Oil Market Gears Up for $9 Billion Index Buying Spree
Tens of billions of dollars worth of commodity investments are about to be switched around in a move that’s set to cause a wave of oil-futures buying.
While the move happens every year, crude’s 20% decline in 2020 means that the value of oil index investments has been far below its target for months. As a result, as much as $9 billion of oil contracts could be purchased over the five days of re-balancing that start Friday, according to Citigroup Inc., at a time when the market is already surged to 10-month highs.
The move affects the world’s two biggest commodities indexes — the S&P GSCI Index and the Bloomberg Commodities Index. Crude has recovered from its coronavirus-driven rout and so far this year has been benefiting from Saudi Arabia’s unilateral output cuts, a surge of investments to hedge reflation and coronavirus vaccines. Markets are now abuzz with talk of the next tailwind for prices: commodity indexes plowing into another 80 to 100 million barrels of crude futures contracts.
“It’s a big deal,” said Gary Ross, a veteran oil market watcher and chief executive officer of Black Gold Investors LLC. “If you start increasing financial length by 80-100 million barrels, you push up the price $2-$3, all other things being equal.”

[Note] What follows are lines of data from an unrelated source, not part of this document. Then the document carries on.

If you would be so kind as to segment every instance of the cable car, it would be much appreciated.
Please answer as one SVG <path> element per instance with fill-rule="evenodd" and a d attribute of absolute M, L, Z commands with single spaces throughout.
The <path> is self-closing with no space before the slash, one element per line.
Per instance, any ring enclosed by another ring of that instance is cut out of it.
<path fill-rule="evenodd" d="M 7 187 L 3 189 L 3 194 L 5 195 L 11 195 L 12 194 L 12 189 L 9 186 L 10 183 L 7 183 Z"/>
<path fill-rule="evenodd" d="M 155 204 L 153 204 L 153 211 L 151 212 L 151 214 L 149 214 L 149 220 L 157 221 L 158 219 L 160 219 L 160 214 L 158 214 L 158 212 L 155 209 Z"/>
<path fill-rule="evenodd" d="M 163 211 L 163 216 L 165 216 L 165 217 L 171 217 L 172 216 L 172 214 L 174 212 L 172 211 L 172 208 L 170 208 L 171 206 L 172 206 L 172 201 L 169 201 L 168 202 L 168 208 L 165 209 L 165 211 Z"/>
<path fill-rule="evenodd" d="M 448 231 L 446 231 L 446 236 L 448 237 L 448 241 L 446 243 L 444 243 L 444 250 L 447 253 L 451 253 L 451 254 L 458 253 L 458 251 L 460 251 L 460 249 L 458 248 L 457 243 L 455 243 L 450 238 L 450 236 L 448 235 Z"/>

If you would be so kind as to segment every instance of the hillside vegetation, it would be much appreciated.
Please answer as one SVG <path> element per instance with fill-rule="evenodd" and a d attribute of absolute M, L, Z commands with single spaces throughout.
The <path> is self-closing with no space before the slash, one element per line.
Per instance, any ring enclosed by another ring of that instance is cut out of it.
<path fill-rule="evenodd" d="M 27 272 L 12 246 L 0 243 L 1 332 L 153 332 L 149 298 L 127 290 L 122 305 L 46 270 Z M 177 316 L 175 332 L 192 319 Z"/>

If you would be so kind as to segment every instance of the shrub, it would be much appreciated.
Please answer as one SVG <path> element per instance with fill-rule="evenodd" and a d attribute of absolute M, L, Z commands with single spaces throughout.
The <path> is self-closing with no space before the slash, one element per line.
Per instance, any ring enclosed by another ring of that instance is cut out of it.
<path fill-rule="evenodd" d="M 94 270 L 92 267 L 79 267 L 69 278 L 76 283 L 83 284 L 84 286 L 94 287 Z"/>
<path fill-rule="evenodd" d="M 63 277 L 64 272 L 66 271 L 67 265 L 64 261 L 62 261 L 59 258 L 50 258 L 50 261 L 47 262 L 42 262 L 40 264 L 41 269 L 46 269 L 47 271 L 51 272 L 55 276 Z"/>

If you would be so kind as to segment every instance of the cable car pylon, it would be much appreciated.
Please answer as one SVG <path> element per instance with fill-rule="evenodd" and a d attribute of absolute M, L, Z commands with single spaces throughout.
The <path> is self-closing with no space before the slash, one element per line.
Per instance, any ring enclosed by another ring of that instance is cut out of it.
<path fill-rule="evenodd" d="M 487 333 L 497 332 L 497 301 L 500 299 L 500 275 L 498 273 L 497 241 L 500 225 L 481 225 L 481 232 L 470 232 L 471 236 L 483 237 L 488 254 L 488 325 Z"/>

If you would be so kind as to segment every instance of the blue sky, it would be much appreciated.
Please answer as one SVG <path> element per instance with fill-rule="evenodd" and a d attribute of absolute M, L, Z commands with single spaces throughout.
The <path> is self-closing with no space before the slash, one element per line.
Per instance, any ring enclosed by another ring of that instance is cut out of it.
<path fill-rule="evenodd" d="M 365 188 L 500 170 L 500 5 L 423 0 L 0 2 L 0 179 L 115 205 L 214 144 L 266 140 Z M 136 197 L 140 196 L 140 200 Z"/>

Investment products that track the S&P GSCI or BCOM are followed by billions of dollars in passive, long-only funds such as pension funds. Bloomberg Index Services Limited, the administrator of Bloomberg Indices, including BCOM, is a wholly-owned subsidiary of Bloomberg LP.

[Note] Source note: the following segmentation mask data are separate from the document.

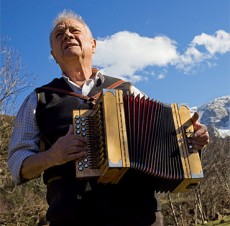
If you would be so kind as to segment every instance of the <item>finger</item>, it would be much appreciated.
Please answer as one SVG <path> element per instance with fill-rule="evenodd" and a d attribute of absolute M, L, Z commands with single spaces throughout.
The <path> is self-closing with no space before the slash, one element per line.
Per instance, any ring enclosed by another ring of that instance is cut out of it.
<path fill-rule="evenodd" d="M 84 144 L 86 143 L 85 137 L 74 134 L 74 126 L 73 125 L 69 126 L 69 130 L 68 130 L 66 136 L 68 136 L 69 140 L 76 140 L 76 141 L 79 140 Z"/>
<path fill-rule="evenodd" d="M 87 156 L 87 152 L 86 151 L 81 151 L 81 152 L 78 152 L 78 153 L 70 153 L 69 154 L 69 160 L 78 160 L 78 159 L 81 159 L 81 158 L 84 158 Z"/>
<path fill-rule="evenodd" d="M 202 150 L 204 147 L 205 147 L 205 145 L 195 144 L 195 145 L 193 145 L 193 150 L 199 151 L 199 150 Z"/>
<path fill-rule="evenodd" d="M 69 135 L 69 142 L 71 142 L 74 145 L 86 145 L 87 139 L 82 136 L 78 136 L 76 134 Z"/>
<path fill-rule="evenodd" d="M 86 156 L 87 155 L 87 149 L 85 147 L 68 147 L 67 149 L 65 149 L 63 155 L 66 156 L 65 159 L 67 159 L 68 161 L 72 160 L 74 157 L 72 157 L 73 155 L 81 155 L 81 156 Z"/>
<path fill-rule="evenodd" d="M 204 147 L 206 147 L 206 145 L 203 145 L 203 144 L 189 144 L 189 151 L 191 150 L 192 152 L 195 152 L 195 151 L 199 151 L 199 150 L 202 150 Z"/>
<path fill-rule="evenodd" d="M 194 112 L 193 116 L 191 117 L 192 123 L 196 123 L 199 119 L 199 114 L 198 112 Z"/>
<path fill-rule="evenodd" d="M 194 145 L 200 145 L 200 146 L 207 145 L 208 143 L 209 143 L 208 139 L 202 140 L 202 141 L 197 141 L 197 140 L 193 140 L 192 141 L 192 144 L 194 144 Z"/>
<path fill-rule="evenodd" d="M 70 125 L 70 126 L 69 126 L 69 130 L 68 130 L 66 136 L 68 136 L 68 135 L 70 135 L 70 134 L 74 134 L 74 127 L 73 127 L 73 125 Z"/>
<path fill-rule="evenodd" d="M 203 124 L 197 125 L 199 128 L 195 131 L 194 137 L 201 137 L 205 133 L 207 133 L 207 127 Z"/>
<path fill-rule="evenodd" d="M 208 141 L 209 140 L 209 135 L 208 135 L 208 132 L 202 134 L 201 136 L 198 136 L 198 137 L 192 137 L 192 140 L 194 142 L 205 142 L 205 141 Z"/>
<path fill-rule="evenodd" d="M 82 146 L 82 147 L 79 147 L 79 146 L 73 146 L 73 147 L 69 147 L 68 148 L 68 151 L 66 152 L 68 155 L 72 155 L 72 154 L 77 154 L 77 153 L 81 153 L 81 152 L 84 152 L 86 153 L 87 152 L 87 148 Z"/>
<path fill-rule="evenodd" d="M 65 149 L 73 150 L 76 151 L 79 149 L 81 151 L 82 148 L 86 149 L 87 143 L 84 140 L 79 140 L 79 139 L 72 139 L 68 140 Z"/>

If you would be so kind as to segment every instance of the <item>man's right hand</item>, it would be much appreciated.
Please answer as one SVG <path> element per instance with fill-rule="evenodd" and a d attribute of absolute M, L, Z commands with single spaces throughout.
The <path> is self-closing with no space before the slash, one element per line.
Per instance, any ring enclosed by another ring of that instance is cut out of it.
<path fill-rule="evenodd" d="M 60 137 L 48 151 L 54 165 L 77 160 L 86 156 L 86 139 L 74 134 L 74 127 L 70 125 L 67 134 Z"/>
<path fill-rule="evenodd" d="M 47 151 L 41 151 L 26 158 L 21 167 L 22 180 L 40 176 L 44 170 L 55 165 L 77 160 L 86 155 L 86 140 L 74 134 L 73 126 L 63 137 L 60 137 Z"/>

Estimates of the exact size of the inflows vary significantly. That’s because the figures are based not only on a product’s weight within the index, but also their total assets under management and how actively traded they are. ForBCOM, the weight of most contracts will increase, except Brent and Nymex gasoline. For S&P GSCI, oil contracts will see a lower weighting, despite WTI remaining the largest constituent part.

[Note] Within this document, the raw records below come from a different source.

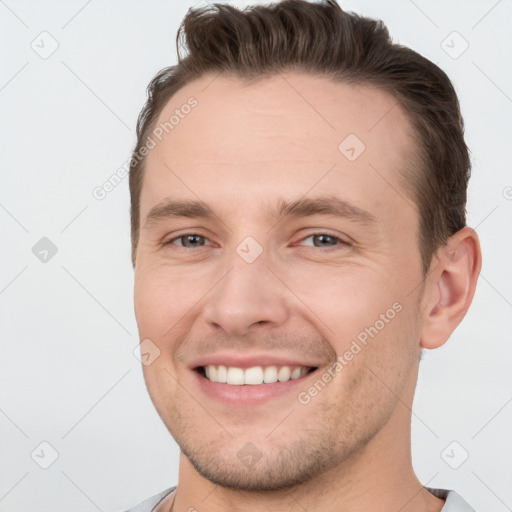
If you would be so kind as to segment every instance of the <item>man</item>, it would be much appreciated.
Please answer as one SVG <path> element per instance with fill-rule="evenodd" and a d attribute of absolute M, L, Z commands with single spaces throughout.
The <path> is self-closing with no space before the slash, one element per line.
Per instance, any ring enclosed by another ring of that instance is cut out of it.
<path fill-rule="evenodd" d="M 133 511 L 461 512 L 410 450 L 481 268 L 447 76 L 332 0 L 189 10 L 130 173 L 135 314 L 179 481 Z"/>

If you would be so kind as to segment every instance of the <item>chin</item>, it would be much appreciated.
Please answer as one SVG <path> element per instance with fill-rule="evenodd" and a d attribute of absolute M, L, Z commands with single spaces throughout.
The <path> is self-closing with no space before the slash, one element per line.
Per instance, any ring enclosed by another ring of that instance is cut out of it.
<path fill-rule="evenodd" d="M 178 444 L 195 470 L 213 484 L 236 491 L 269 492 L 304 484 L 349 456 L 343 450 L 335 456 L 332 445 L 324 441 L 296 440 L 262 450 L 246 443 L 238 452 L 215 443 L 200 450 Z"/>

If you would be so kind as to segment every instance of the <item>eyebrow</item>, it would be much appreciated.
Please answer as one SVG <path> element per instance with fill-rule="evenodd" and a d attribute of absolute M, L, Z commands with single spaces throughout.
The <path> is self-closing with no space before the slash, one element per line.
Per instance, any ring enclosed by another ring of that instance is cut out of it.
<path fill-rule="evenodd" d="M 281 200 L 277 214 L 274 214 L 278 220 L 285 217 L 308 217 L 310 215 L 343 217 L 365 225 L 377 223 L 377 217 L 372 213 L 336 196 L 301 198 L 295 201 Z"/>
<path fill-rule="evenodd" d="M 294 201 L 281 199 L 277 209 L 270 211 L 269 215 L 278 221 L 286 217 L 308 217 L 311 215 L 331 215 L 342 217 L 362 225 L 377 223 L 377 217 L 372 213 L 335 196 L 317 198 L 300 198 Z M 202 201 L 165 200 L 157 204 L 146 216 L 144 229 L 149 229 L 165 219 L 215 219 L 218 216 Z"/>
<path fill-rule="evenodd" d="M 216 216 L 213 210 L 201 201 L 165 200 L 151 208 L 144 221 L 144 229 L 149 229 L 162 220 L 180 217 L 213 219 Z"/>

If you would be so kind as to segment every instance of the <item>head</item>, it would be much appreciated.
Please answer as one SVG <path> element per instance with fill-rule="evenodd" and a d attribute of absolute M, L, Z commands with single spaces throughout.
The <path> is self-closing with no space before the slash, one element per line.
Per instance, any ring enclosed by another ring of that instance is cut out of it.
<path fill-rule="evenodd" d="M 408 432 L 421 349 L 471 303 L 458 100 L 329 0 L 189 10 L 180 43 L 130 170 L 135 313 L 160 351 L 144 375 L 200 475 L 289 487 Z M 250 407 L 212 399 L 204 367 L 237 355 L 310 373 Z"/>

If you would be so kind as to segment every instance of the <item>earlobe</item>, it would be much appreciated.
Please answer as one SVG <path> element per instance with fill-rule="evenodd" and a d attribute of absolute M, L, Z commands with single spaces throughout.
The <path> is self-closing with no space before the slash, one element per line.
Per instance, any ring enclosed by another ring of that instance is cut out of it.
<path fill-rule="evenodd" d="M 480 242 L 470 227 L 452 235 L 439 249 L 425 287 L 430 303 L 424 308 L 422 348 L 438 348 L 448 341 L 471 305 L 481 266 Z"/>

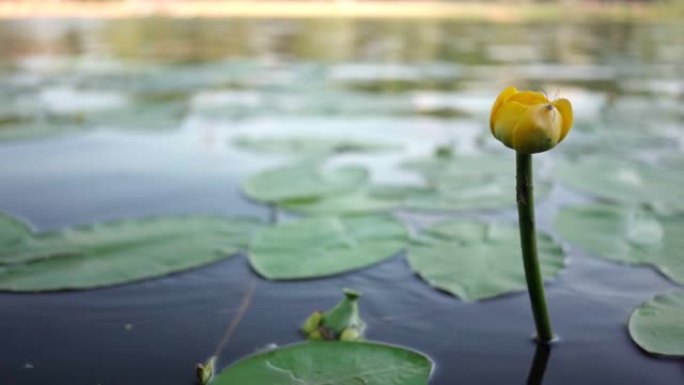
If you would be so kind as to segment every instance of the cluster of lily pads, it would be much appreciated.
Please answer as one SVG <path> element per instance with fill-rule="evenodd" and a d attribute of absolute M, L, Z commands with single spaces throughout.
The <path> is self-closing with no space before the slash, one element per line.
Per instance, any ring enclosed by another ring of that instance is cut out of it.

What matters, though, is investment flows. While weightings might drop, the dollar value to maintain the new weightings might need to rise. And that’s what would trigger the contract buying.
Citi’s estimate assumes that BCOM and S&P GSCI both have about $100 billion of investments. Still, JPMorgan Chase & Co. said last month that it only expects about $3 billion worth of buying in the market as crude’s rally up toward $50 limited some of the additional purchases required.
There are some big unknowns about exactly how the process will play out. One is that investors and traders, aware of the re-weighting, may already have been pre-empting it. Another is the total dollar value of the commodity assets that funds will have under management, which will dictate the scale of investment flows.
RBC Capital Markets estimates that there will be about 80,000 Brent and West Texas Intermediate contracts bought during the re-balancing.
“This buying pressure across the complex should serve as a tailwind and help fortify the improving oil market sentiment,” RBC analysts Helima Croft and Michael Tran wrote in a note.